Employee Stock Purchase Programs (ESPP)
TRICKS OF THE TRADE
Why Do Companies Offer Employee Stock Purchase Programs?
Prepared by Michael Menninger, CFP
Many companies offer their employees the benefit of purchasing company stock at a discount through a payroll deduction, which is called an Employee Stock Purchase Program (ESPP). While not required to be, these are typically found in larger public corporations that have more resources to offer this type of benefit to its employees. Generally speaking, the company wants to encourage their employees to buy company stock, as it believes that the employee is more likely to perform better at their job if / when they own company stock.
How Do Employee Stock Purchase Programs Work?
Here’s how employee stock purchase programs work: When you “sign up”, you coordinate with payroll to deduct a certain percentage (many companies limit it to 10%) of your pay from each paycheck. That money is typically held by the company in a separate account until the end of the period (usually the end of a calendar quarter, but I’ve also seen every 6 months). After that period has been reached, the company then uses that money to purchase shares of stock usually at a discounted price.
The most common discount I have seen is 15%, which means that if the share price is normally at $100 per share, you get to purchase the stock at $85 per share. I have also seen the company provide a 15% discount to the LOWER of the share price at the beginning and end of the time period, so if the stock rose from $80 per share to $100 per share during that time period, you are purchasing it at a 15% discount off $80 per share (or at $68 per share), while the stock price is $100 per share.
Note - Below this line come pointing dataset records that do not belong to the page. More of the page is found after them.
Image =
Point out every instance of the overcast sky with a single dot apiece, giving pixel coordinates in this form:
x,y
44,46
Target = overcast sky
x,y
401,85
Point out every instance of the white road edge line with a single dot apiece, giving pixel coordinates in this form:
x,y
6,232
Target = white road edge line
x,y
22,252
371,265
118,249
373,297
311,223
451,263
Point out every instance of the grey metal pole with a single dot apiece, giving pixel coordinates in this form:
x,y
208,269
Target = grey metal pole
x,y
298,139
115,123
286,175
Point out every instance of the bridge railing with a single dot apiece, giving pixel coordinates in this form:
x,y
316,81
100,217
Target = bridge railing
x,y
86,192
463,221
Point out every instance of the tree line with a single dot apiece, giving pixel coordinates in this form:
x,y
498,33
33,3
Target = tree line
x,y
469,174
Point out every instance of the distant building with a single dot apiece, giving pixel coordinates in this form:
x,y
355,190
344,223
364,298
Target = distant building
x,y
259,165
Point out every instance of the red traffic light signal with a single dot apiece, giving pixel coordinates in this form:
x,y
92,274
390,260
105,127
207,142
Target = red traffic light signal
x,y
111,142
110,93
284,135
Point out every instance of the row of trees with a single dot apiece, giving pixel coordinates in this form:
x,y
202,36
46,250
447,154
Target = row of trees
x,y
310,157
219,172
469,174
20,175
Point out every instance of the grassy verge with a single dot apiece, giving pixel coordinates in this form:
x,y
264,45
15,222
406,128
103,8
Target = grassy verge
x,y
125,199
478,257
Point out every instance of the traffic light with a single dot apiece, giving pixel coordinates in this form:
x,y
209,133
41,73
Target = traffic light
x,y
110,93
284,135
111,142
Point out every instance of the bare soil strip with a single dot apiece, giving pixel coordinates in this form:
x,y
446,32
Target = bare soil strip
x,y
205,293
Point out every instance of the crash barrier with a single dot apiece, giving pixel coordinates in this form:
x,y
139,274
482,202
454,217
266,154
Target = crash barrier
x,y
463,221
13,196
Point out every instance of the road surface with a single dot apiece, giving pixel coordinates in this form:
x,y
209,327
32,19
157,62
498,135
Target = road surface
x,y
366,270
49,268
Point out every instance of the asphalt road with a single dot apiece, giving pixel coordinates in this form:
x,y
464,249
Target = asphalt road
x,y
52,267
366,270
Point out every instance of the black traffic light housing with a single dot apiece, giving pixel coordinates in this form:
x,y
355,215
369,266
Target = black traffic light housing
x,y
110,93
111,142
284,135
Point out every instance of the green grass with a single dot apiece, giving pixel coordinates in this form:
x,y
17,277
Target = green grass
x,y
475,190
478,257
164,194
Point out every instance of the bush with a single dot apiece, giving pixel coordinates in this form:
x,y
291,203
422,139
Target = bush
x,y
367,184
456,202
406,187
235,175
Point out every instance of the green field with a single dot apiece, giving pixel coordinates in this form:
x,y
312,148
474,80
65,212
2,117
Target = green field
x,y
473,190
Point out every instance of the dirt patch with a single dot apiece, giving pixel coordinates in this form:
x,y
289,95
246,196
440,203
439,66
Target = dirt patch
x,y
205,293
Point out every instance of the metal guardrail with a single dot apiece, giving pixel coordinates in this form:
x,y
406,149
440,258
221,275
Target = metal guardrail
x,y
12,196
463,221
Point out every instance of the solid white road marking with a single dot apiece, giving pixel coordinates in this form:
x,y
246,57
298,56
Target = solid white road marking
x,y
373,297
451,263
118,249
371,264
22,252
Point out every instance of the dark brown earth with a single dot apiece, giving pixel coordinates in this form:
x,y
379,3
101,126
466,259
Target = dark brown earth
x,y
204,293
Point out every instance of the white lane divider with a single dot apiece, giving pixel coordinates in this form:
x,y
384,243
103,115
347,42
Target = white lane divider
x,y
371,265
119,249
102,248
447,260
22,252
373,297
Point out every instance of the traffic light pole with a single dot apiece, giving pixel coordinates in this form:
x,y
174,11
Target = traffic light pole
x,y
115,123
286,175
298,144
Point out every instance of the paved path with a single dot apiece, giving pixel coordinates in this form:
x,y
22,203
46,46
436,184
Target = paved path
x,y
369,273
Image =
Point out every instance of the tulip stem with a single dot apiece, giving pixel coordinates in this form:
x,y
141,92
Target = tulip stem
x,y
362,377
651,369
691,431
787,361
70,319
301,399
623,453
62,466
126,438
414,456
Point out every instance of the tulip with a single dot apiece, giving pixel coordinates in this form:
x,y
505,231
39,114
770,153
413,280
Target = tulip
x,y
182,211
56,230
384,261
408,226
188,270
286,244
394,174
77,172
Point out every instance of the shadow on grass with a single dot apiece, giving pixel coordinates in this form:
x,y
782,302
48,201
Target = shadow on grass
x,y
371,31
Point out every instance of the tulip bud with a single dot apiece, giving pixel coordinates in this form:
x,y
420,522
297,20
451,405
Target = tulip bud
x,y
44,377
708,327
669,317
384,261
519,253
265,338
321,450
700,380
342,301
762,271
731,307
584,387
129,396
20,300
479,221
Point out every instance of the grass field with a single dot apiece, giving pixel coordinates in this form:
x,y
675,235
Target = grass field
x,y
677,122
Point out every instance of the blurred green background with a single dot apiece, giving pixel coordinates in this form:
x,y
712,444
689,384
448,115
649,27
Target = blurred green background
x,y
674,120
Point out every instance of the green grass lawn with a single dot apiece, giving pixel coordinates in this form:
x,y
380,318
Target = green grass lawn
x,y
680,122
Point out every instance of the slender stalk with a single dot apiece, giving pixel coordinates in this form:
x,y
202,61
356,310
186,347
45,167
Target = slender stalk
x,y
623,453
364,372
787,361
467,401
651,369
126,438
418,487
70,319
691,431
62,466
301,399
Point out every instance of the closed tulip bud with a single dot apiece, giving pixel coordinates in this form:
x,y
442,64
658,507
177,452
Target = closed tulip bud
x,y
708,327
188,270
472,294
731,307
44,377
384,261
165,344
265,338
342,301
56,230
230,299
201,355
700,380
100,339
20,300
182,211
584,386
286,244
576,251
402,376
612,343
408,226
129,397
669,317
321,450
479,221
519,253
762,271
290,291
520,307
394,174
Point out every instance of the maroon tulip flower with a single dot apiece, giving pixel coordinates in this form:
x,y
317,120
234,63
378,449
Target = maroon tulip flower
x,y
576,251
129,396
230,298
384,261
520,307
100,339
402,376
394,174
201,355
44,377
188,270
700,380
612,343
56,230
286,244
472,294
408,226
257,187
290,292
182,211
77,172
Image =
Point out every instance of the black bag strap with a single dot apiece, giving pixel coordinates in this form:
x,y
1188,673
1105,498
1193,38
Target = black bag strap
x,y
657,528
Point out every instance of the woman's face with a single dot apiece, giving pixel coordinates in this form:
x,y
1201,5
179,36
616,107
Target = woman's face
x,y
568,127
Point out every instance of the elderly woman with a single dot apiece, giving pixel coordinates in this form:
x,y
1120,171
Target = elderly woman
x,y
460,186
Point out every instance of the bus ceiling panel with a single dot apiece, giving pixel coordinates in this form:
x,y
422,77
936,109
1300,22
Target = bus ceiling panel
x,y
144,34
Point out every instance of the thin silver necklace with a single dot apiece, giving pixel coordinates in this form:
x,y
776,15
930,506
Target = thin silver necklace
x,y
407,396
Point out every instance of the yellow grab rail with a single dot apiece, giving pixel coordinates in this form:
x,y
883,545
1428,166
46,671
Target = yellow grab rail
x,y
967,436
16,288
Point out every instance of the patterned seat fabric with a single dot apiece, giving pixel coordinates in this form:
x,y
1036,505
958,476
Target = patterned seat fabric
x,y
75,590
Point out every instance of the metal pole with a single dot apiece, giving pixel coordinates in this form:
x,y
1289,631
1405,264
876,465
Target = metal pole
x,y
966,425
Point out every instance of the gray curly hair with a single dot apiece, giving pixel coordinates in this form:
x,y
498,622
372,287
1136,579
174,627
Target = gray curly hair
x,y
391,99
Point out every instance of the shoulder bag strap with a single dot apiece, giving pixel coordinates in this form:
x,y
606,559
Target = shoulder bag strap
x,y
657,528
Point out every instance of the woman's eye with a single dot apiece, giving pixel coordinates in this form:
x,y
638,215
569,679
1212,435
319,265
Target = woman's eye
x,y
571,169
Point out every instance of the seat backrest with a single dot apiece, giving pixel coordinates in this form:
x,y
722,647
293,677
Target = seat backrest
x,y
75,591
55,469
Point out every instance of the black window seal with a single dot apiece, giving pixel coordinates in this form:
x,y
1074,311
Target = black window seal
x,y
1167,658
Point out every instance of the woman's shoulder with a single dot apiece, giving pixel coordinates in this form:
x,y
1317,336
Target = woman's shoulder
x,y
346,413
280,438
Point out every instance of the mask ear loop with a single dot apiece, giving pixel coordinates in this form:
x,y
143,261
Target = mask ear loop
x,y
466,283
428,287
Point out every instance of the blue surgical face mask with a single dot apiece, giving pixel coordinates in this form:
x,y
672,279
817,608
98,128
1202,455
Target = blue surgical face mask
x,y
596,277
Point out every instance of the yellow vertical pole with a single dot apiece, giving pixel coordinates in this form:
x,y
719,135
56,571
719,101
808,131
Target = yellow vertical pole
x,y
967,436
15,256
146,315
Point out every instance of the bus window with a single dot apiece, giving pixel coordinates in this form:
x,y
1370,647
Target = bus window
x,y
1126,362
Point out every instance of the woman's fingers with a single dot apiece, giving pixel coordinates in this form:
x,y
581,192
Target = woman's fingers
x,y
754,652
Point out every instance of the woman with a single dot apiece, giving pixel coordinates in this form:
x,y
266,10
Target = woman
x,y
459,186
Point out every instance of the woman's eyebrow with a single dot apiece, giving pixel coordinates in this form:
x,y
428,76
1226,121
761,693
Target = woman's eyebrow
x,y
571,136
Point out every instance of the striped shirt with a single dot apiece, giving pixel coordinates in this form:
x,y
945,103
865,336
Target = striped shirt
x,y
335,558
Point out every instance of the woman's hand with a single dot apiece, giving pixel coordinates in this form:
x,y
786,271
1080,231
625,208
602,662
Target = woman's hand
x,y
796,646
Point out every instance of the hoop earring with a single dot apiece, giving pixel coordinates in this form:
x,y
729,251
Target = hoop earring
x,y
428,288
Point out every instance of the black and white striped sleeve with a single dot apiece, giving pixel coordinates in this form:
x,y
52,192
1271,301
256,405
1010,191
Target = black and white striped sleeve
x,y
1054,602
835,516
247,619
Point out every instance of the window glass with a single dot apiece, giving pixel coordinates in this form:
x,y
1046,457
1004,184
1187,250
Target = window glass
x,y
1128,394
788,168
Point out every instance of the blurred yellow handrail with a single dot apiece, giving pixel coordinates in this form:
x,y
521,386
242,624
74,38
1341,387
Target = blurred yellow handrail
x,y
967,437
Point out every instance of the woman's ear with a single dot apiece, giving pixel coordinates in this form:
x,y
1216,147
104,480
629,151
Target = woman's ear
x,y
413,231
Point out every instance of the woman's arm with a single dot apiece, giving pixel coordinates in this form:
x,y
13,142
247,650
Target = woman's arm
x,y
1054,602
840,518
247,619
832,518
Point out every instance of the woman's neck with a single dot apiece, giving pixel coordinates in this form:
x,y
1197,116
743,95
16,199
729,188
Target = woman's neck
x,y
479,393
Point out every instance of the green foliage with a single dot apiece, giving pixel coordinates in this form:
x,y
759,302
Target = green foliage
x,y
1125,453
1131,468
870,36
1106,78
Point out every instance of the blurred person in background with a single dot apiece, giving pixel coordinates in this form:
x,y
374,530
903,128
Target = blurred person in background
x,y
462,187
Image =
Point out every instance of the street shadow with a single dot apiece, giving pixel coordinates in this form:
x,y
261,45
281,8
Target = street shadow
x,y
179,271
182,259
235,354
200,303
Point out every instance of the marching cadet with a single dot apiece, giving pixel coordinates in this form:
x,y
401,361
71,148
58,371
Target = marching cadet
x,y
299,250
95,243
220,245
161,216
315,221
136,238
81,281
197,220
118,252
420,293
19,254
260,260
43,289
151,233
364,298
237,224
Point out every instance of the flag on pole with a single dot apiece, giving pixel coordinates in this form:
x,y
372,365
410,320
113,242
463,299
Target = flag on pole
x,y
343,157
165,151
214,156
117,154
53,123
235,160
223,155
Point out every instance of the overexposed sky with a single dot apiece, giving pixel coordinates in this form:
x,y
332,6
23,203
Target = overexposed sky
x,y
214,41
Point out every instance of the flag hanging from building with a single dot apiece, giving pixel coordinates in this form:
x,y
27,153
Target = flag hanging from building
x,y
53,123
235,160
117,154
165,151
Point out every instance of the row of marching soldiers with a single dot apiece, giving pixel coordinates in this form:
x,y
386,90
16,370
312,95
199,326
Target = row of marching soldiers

In some cases, the company may require you to hold the stock for one year in order to capitalize on the discount. This only hurts those individuals who may not be able to afford the payroll deduction. In those cases, we look for ways to “borrow” the money in the first year, and then simply sell the stock after each year’s time period has passed, and use those proceeds to fund the purchase of stock in the following time periods.
What Happens to My ESPP If I Quit?
If you leave your company while enrolled in their employee stock purchase program, your eligibility for the plan ends, but you will continue to own the stock the company purchased for you during employment. The company will no longer purchase shares on your behalf after your termination date.
Any deductions the company made from your pay that have not yet been used to purchase company stock will be returned to you within a reasonable period. Under some plans tax-qualified under IRC Section 423, the company can keep any pre-termination payroll deductions and use those to purchase shares on your behalf no more than three months after your termination date (the period is extended to 12 months for those on disability).
However, this is not common, as these plans are built to benefit current employees, not former employees.
As you can see, utilizing the ESPP is a terrific way to purchase stock at a discount, and also creates another way in which you could create an extra savings program. Since this is an after-tax program, there are no tax penalties for withdrawing the money, and the stock owner would only be subject to capital gains tax on the stock when sold.